Configure air gap for Windows endpoints

  1. From the Patch menu, go to Scan Management and then click Airgap Configuration.
  2. Select Enable Settings for Airgap - Windows.
  3. Provide an Alternate Patch File Location where all air-gapped files are staged and then click Save.

    If you select a UNC share, ensure that the account that runs the Tanium Server service on the Tanium Server has access to the UNC share. Patch does not support hidden or administrative UNC shares.

  4. From the Main menu, go to Administration > Management > Allowed URLs to verify that the configured alternate Patch file location is listed.

Download airgap-downloader utility

You must run this utility on a Windows computer that can access the internet.

  1. From the Patch menu, go to Scan Management and then click Airgap Configuration.
  2. In the Download Airgap Utility section, click Download Utility to download the airgap-downloader.exe utility.

Generate a list of remote package files

  1. From the Patch menu, go to Scan Management and then click Airgap Configuration.
  2. In the Generate Download Manifest section, select the Include CAB File and Include MS-CVEs.dat File options and click Export Download URLs to generate a list of files that the Tanium Server requires.

    A urls.txt file is downloaded to your computer.

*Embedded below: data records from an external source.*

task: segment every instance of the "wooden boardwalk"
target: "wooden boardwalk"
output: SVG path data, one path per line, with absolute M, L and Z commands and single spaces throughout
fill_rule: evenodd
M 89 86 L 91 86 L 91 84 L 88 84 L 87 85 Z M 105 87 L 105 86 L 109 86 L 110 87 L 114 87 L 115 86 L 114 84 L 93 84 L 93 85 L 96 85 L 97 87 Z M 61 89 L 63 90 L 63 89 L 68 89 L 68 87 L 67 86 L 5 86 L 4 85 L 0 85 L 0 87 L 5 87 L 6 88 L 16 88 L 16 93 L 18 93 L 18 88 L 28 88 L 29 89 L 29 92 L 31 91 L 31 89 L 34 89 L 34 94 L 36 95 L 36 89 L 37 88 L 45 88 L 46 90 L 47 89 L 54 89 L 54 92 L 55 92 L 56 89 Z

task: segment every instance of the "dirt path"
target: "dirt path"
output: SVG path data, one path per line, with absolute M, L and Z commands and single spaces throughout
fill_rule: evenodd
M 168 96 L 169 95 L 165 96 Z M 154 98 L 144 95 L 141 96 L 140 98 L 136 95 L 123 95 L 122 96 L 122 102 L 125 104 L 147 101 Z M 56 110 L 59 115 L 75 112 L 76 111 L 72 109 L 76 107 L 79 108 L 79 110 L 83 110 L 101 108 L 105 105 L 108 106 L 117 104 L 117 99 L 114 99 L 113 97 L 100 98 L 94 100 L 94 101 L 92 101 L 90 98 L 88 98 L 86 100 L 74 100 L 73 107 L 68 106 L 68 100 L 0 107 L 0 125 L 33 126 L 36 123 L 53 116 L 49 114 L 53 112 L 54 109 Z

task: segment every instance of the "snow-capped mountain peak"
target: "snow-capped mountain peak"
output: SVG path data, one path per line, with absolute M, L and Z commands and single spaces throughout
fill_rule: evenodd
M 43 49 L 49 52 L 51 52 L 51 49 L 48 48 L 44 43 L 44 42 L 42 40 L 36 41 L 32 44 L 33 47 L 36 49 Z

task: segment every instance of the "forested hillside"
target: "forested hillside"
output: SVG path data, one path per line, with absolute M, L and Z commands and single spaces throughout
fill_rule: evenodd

For example:

    http://download.windowsupdate.com/microsoftupdate/v6/wsusscan/wsusscn2.cab
    https://content.tanium.com/files/hosted_dats/MS-CVEs.dat

The Patch Applicability filter options apply block lists to the results.

Download remote package files

Use the urls.txt file that you generated from the Tanium Server to download files from a computer that is connected to the internet.

  1. Copy the urls.txt and airgap-downloader.exe files to a computer that is connected to the internet and open a command prompt to that directory.
  2. To download the package files from sources contained in urls.txt, run:
    airgap-downloader.exe download_files --no_rename

    If the urls.txt and airgap-downloader.exe files are not in the same directory, you must also include the --urls_source option.

  3. The command downloads the files in the list and generates a results.zip archive that contains:

    • The downloaded files
    • A manifest results.txt

    Extract the contents of the results.zip file to your alternate Patch file location.

Verify the configuration

To verify that air gap was configured correctly, you can confirm the following:

  1. Verify that the Tanium Server has the staged files:
    1. From the Main menu, go to Administration > Content > Packages.
    2. Select the Patch - External File References - Windows package and click Edit Selected .
    3. In the Files section, click wsusscn2.cab and verify that the SHA-256 field has a non-empty hash value.
    4. Click MS-CVEs.dat and verify that the SHA-256 field has a non-empty hash value.
  2. Verify that the Windows endpoints can scan against the staged files:
    1. From the Main menu, go to Modules > Patch.
    2. In the Health section, verify that the hash value in the Microsoft Offline CAB File Information chart matches the value in step 1c.